Is there any way of doing this in Excel? Rather, would it be possible to apply a batch command in R to get into the Excel files (previously exported to CSV or of the kind) to produce separate txt files containing the pairing of columns?

How to&Answers:

Here is the one possible way to do it in R. This is only for one csv file, but it can easily be adapted for many files.

##Simulate data
write.csv(matrix(rnorm(100),ncol=10),file="test.csv",row.names=FALSE)
data1<-read.csv("test.csv")

##Create the matrix containing the columns numbers for exporting. 
##Note the code is not nice.

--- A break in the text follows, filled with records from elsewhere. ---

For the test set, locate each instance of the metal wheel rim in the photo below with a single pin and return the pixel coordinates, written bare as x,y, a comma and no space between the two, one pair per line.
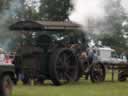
97,72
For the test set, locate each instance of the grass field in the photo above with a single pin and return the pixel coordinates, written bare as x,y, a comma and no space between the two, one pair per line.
81,88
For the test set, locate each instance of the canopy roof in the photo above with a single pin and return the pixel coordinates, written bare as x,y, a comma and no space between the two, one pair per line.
43,25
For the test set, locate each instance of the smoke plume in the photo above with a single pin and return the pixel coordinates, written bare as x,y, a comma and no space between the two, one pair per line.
85,11
124,3
7,15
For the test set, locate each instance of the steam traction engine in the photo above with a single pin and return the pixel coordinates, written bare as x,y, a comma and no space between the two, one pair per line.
47,52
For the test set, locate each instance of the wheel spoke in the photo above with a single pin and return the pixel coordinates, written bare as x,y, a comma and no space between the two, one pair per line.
68,76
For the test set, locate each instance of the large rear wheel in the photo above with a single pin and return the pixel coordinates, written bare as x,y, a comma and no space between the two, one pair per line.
63,67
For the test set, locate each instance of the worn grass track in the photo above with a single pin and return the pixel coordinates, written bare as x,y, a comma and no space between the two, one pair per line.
81,88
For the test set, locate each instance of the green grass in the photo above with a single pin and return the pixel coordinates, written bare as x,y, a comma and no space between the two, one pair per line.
81,88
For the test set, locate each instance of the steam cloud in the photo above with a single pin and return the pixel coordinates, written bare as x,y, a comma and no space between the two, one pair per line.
124,3
89,12
85,10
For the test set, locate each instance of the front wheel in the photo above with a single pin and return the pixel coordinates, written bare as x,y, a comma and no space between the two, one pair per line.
97,73
6,86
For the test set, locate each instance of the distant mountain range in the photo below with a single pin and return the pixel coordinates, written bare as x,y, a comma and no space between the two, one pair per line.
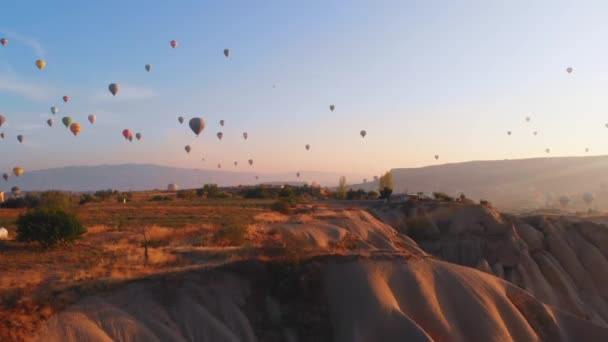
523,183
148,177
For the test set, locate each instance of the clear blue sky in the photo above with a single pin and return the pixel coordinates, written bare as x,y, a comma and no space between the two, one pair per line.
422,77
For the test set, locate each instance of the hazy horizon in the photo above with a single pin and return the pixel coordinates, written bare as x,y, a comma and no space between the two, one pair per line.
423,78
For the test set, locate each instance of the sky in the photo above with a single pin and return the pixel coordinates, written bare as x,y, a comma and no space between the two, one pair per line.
423,78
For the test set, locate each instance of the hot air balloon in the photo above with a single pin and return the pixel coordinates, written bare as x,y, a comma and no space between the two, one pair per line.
75,128
197,125
40,64
18,171
126,133
114,88
67,121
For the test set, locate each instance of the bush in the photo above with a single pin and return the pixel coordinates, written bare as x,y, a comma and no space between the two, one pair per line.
48,227
232,231
282,206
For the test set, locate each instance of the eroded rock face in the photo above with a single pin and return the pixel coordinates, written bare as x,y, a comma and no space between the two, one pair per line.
562,261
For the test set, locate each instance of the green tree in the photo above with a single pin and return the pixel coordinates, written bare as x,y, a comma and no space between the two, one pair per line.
386,185
342,188
48,227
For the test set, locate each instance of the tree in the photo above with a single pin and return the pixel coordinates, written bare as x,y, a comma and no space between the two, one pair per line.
386,185
48,227
342,188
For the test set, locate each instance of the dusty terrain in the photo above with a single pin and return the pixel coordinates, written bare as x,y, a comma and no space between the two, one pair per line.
324,272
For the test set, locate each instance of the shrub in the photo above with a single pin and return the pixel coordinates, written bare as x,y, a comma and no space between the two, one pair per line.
48,227
282,206
232,231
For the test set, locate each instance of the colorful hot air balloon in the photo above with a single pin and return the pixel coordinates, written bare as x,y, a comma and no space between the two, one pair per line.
67,121
18,171
126,133
114,88
75,128
40,64
197,125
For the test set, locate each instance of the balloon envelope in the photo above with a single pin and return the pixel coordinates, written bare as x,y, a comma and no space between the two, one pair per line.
197,125
40,64
75,128
67,121
114,88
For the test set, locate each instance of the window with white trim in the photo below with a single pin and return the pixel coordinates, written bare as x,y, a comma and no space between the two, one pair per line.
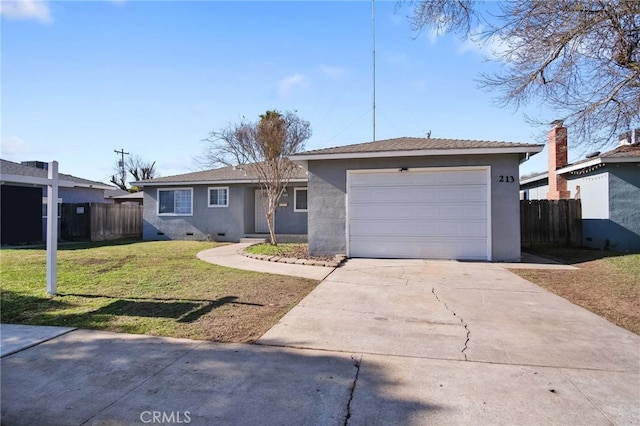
219,196
300,199
175,202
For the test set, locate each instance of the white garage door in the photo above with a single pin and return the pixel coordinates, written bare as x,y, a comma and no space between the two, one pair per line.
437,213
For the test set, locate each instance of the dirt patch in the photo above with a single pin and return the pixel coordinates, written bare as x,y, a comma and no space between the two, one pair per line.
599,285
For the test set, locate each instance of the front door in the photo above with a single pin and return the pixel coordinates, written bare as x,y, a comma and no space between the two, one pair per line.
262,227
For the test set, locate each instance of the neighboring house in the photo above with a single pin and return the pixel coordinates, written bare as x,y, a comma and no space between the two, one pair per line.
222,204
23,199
607,184
416,198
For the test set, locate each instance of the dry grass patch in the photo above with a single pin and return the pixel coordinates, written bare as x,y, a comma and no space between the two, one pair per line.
157,288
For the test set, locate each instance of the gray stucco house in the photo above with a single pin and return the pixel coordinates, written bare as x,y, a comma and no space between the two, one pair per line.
221,204
608,186
416,198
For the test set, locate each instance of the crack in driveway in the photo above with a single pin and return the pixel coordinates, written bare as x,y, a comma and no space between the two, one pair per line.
352,388
466,327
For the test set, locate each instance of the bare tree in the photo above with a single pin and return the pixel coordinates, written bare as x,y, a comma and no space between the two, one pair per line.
140,169
581,58
263,147
120,181
137,168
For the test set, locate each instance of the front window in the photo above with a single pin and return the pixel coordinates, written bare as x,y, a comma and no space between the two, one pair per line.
175,202
219,196
300,200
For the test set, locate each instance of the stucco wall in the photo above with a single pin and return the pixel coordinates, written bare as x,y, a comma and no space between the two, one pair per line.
327,198
216,223
536,192
79,195
624,206
594,194
289,221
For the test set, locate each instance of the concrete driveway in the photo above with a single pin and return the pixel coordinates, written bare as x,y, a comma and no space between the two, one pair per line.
377,342
467,343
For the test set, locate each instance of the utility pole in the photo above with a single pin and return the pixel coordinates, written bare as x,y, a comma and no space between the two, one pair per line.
123,172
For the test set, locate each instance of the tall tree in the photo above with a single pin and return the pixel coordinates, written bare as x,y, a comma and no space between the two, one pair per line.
581,58
263,147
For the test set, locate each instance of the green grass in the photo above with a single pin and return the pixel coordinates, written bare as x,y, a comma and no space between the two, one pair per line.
283,250
158,288
606,283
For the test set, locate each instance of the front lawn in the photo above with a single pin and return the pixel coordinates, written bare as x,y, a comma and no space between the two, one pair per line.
158,288
606,283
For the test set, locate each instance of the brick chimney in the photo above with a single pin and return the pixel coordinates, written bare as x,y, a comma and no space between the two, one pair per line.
558,158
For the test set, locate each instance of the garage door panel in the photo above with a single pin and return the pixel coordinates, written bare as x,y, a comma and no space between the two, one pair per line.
437,177
371,228
399,195
448,248
428,213
419,211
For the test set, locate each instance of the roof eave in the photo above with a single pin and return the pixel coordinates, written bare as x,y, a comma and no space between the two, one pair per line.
533,149
42,181
533,179
206,182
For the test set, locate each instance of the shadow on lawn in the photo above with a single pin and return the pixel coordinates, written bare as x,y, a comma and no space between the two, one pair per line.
571,255
184,311
22,309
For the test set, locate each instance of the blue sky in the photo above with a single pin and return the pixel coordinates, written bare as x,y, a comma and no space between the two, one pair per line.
82,79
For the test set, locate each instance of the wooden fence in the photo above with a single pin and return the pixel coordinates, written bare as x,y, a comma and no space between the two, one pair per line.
101,222
550,222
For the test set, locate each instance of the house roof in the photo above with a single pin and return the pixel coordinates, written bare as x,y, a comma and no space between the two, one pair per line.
134,196
411,146
620,154
223,175
115,192
15,173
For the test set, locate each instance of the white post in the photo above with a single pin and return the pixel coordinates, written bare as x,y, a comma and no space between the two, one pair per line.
52,229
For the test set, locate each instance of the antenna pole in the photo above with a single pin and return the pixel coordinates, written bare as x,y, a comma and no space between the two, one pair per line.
373,35
122,170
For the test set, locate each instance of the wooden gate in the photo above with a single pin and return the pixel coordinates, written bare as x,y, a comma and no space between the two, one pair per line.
550,222
100,222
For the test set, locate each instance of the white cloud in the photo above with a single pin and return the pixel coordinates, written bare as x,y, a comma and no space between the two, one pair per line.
26,10
289,83
335,73
13,148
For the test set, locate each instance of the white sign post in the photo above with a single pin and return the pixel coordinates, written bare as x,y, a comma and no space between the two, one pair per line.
52,229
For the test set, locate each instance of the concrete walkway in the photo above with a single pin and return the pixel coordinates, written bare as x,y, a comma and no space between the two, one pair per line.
377,342
229,256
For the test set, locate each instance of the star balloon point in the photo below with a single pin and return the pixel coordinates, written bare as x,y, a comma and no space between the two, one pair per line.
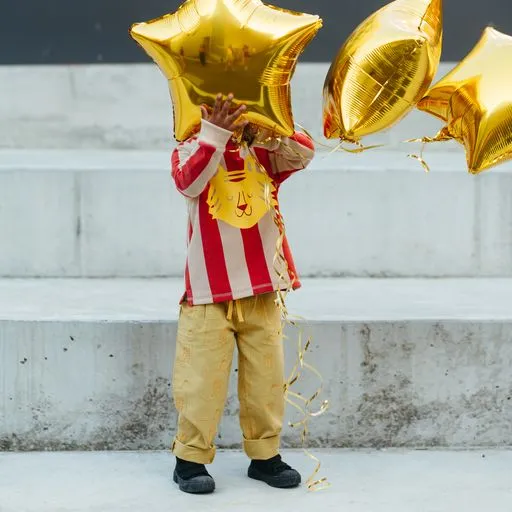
209,46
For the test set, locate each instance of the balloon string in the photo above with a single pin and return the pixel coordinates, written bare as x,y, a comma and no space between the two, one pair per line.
285,282
442,136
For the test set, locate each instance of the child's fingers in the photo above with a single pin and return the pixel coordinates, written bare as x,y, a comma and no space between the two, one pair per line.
218,105
238,126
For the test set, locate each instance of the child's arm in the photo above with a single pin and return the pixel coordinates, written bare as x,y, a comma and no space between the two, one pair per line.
290,154
196,161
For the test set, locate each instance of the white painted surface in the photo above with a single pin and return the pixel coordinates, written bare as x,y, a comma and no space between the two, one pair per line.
88,364
360,482
128,107
117,214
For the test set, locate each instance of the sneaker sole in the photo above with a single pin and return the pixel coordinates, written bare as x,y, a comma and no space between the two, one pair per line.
198,485
290,481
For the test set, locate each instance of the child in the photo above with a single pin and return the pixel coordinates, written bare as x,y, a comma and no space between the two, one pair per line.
230,295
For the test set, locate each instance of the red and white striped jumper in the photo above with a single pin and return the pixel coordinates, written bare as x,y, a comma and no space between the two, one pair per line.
225,263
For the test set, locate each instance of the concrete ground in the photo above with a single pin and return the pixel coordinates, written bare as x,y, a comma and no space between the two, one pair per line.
386,481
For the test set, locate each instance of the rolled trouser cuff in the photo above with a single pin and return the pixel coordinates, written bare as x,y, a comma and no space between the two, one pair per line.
262,449
182,451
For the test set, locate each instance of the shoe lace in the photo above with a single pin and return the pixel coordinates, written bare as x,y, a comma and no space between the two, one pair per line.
276,465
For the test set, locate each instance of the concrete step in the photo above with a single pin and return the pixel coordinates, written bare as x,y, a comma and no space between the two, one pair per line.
127,106
86,364
391,481
116,214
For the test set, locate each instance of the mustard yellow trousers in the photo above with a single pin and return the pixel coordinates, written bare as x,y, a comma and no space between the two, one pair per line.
206,340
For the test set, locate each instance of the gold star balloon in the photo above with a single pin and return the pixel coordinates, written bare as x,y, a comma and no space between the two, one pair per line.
219,46
475,101
383,69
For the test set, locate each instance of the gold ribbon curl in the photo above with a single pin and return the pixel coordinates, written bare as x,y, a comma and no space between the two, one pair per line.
442,136
285,282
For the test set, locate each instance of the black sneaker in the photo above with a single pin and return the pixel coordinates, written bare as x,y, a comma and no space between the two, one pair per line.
275,473
193,478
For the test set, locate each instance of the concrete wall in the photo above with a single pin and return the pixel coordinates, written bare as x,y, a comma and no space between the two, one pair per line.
128,107
106,385
94,214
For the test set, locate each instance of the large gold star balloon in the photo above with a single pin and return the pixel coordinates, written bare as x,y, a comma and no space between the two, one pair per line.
220,46
475,101
383,69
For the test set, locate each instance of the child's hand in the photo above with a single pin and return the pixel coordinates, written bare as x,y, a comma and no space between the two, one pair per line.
221,115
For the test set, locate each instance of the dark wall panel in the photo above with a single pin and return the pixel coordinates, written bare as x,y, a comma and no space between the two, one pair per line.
66,31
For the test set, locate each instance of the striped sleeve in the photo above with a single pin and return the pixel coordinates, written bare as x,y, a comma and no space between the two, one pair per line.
195,161
293,154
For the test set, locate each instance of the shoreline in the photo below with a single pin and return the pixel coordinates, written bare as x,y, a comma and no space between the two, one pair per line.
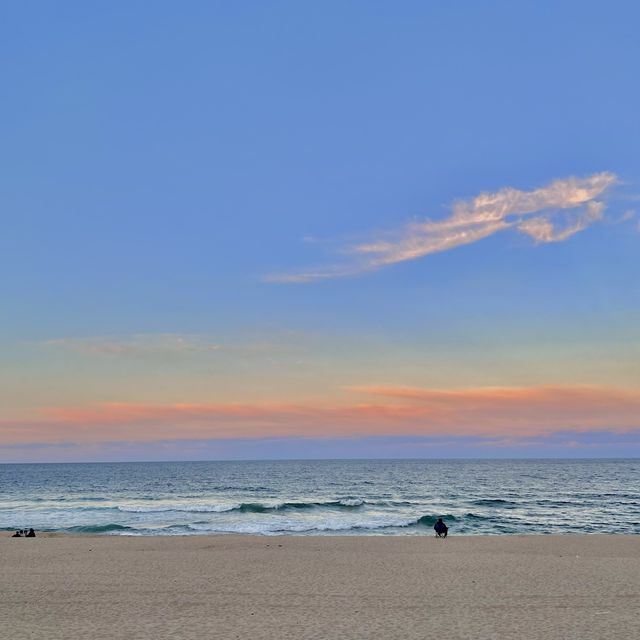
565,586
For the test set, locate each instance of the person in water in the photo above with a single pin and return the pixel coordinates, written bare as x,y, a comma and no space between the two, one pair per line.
441,528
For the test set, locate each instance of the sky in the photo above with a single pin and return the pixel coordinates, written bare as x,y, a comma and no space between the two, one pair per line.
306,230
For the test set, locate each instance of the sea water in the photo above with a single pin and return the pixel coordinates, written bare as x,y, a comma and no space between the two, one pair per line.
363,497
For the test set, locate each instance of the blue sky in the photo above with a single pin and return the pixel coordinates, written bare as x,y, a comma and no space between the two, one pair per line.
162,162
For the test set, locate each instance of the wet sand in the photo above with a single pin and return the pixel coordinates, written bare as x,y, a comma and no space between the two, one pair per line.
183,588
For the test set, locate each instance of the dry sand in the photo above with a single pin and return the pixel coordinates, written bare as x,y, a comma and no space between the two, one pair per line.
320,587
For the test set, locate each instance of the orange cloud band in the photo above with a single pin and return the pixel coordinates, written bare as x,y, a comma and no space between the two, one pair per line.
496,412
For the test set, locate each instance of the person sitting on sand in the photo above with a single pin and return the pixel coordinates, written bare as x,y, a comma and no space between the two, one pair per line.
441,528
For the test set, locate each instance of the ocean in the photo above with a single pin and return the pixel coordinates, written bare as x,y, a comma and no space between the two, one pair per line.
334,497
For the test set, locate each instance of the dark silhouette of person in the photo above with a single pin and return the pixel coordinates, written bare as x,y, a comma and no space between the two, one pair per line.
441,528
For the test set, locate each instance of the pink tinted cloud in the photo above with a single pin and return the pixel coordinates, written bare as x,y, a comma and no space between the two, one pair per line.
514,412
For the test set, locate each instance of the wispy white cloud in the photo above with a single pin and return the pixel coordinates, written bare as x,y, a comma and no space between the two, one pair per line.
152,344
552,213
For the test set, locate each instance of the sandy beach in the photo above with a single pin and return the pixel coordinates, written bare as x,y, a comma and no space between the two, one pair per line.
320,587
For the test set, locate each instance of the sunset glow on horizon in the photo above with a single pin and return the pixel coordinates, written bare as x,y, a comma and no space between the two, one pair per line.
295,231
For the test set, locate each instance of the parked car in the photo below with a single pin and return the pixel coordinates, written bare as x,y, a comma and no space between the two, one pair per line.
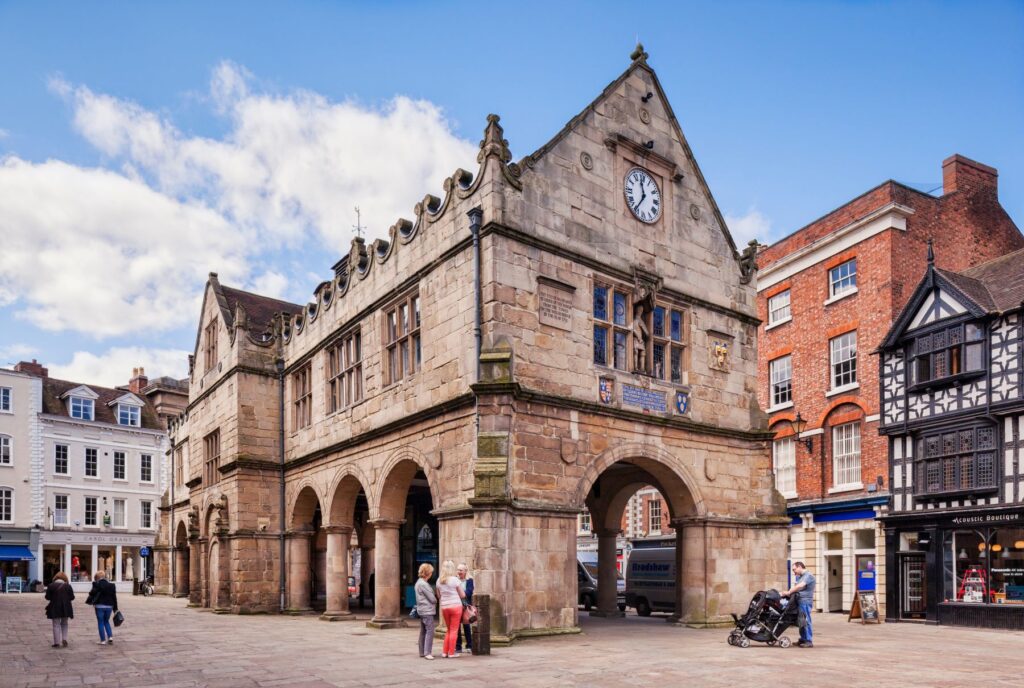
587,582
650,579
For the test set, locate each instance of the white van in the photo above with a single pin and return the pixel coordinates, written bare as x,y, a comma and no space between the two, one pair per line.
650,579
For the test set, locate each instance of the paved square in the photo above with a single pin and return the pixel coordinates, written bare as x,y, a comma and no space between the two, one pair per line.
164,643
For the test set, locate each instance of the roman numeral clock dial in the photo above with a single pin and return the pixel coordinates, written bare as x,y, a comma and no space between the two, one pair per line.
642,196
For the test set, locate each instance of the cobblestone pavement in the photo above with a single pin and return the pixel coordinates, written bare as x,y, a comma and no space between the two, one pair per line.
164,643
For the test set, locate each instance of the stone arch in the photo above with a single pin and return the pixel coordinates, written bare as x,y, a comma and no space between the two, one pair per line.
393,482
674,476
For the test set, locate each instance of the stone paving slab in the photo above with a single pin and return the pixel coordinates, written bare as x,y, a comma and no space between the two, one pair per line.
164,644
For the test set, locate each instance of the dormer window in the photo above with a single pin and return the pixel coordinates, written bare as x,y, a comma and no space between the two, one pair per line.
82,409
947,353
128,415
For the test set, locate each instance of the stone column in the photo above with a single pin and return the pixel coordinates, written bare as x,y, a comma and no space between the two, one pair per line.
338,538
387,593
607,604
298,571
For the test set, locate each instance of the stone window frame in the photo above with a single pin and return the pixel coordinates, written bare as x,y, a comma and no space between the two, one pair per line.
774,316
95,512
211,458
400,334
94,464
302,397
344,370
60,460
121,461
775,389
57,510
210,348
843,360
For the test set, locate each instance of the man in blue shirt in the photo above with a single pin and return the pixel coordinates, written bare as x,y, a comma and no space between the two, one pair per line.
804,591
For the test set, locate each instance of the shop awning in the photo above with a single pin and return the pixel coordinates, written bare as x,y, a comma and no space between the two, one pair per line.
15,553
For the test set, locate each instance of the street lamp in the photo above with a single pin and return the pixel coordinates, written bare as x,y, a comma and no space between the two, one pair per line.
799,425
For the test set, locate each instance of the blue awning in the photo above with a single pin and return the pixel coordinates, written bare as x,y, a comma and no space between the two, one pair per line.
15,553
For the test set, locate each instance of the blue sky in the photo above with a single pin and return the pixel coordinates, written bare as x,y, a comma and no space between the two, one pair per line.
144,144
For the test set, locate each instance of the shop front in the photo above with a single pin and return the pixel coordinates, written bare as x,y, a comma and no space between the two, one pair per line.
124,558
962,568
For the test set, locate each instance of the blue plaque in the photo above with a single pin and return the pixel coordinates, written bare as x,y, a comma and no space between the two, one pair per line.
645,398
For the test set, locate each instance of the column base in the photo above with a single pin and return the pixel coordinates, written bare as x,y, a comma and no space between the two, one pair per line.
385,624
613,613
337,616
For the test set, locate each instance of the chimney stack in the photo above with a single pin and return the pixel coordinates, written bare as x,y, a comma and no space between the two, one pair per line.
964,174
32,369
138,380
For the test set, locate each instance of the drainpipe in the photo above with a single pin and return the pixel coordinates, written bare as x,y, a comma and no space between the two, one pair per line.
475,218
280,364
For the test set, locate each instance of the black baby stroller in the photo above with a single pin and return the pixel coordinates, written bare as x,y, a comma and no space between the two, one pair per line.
767,617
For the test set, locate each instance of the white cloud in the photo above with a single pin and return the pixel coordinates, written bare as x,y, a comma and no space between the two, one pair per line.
114,367
754,224
126,248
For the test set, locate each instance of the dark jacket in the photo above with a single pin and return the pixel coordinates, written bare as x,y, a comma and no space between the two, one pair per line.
59,594
103,592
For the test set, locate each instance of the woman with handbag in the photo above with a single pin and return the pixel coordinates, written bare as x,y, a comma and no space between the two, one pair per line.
466,581
103,598
425,610
59,610
451,595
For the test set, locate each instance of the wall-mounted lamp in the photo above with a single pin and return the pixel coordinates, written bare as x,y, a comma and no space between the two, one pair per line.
799,425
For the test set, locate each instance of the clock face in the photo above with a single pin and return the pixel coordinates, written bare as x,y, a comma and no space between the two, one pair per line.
642,196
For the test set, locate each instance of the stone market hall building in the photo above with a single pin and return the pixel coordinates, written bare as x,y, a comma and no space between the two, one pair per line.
550,336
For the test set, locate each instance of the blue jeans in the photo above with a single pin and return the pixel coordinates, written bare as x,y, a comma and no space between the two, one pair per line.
103,621
806,634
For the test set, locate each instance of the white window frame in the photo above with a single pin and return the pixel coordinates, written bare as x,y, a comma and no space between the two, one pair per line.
846,457
775,309
67,460
10,504
843,282
843,361
82,409
776,380
124,466
57,510
124,514
129,413
784,466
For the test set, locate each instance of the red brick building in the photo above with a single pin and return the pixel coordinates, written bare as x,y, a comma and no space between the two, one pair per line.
827,294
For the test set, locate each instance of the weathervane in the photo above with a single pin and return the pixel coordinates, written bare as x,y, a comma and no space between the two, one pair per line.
357,227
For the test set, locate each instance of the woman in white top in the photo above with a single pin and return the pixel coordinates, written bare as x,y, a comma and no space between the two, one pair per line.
451,594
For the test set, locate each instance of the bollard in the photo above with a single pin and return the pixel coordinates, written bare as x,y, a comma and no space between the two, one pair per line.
481,634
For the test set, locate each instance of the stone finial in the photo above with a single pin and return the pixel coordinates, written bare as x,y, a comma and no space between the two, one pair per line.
494,142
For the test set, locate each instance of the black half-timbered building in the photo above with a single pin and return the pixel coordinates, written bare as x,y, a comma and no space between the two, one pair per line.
952,407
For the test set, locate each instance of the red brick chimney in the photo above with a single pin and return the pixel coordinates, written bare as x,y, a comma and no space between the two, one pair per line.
964,174
32,369
138,380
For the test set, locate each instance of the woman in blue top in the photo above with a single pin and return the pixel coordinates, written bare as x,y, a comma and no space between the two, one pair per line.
467,587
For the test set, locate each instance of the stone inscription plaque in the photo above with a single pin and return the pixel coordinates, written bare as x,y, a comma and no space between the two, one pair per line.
555,304
645,398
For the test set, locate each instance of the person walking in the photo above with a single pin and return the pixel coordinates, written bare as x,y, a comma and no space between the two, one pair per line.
103,598
803,588
426,609
466,581
451,595
59,608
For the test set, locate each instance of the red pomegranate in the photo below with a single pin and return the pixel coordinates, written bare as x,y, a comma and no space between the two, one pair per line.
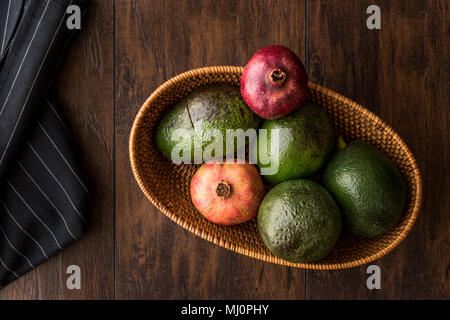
274,82
227,194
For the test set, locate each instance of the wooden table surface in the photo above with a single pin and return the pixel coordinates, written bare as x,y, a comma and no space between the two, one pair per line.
127,48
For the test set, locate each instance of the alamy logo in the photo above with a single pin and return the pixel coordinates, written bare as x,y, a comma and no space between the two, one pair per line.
374,280
208,145
74,280
374,20
74,20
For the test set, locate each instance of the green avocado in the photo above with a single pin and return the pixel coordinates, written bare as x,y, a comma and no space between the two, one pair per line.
368,187
305,141
299,221
218,107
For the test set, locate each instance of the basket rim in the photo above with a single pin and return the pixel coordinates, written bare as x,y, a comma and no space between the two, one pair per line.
417,197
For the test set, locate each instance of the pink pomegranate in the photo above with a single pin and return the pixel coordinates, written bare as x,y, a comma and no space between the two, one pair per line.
227,194
274,82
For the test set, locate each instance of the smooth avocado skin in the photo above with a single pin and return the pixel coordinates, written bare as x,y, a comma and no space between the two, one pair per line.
299,221
306,140
368,188
218,106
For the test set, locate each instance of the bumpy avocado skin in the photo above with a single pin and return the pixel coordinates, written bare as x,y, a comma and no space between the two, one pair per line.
306,140
299,221
368,187
218,106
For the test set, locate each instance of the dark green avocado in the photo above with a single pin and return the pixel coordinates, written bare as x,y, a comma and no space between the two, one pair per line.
368,187
305,141
218,106
299,221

There is a function which gives this 
##matrix immediately, but I forgot it.
rr<-numeric()
for(i in 1:9) for(j in (i+1):10) rr<-rbind(rr,c(i,j))

##Write the columns in separate files
for(i in 1:nrow(rr)) write.csv(data1[,rr[i,]],file=paste("output1_",paste(rr[i,],collapse="_"),".csv",sep=""),row.names=FALSE)

This code takes one file named test.csv and produces files of type output1_coln1_coln2.csv where coln1 and coln2 are the column numbers.

For many files wrap this into a function and loop over all csv files.

Answer:

And with the looping over files:

fnames<-list.files(pattern = "myFile*.csv")
fnums<-as.integer(sub(".csv", "", sub("myFile", "", fnames, fixed=TRUE), fixed=TRUE))

for(i in seq_along(fnums))
{
    dta<-read.csv(fnames[i])
    #halfnumcols<-dim(dta) %/% 2
    #for(j in (seq(halfnumcols)-1))
    #{
    #   write.csv(dta[,j*2+c(1,2)], paste("resultFile", i, ".", (j+1), ".csv", sep=""))
    #}
    #EDIT: instead of neighbor pairs, run over all pairs
    numcols<-dim(dta)[2]
    apply(combn(seq(numcols), 2), 2, function(curcomb){
        write.csv(dta[,curcomb)], paste("resultFile", i, ".", curcomb[1], ".", curcomb[2], ".csv"))
    })
}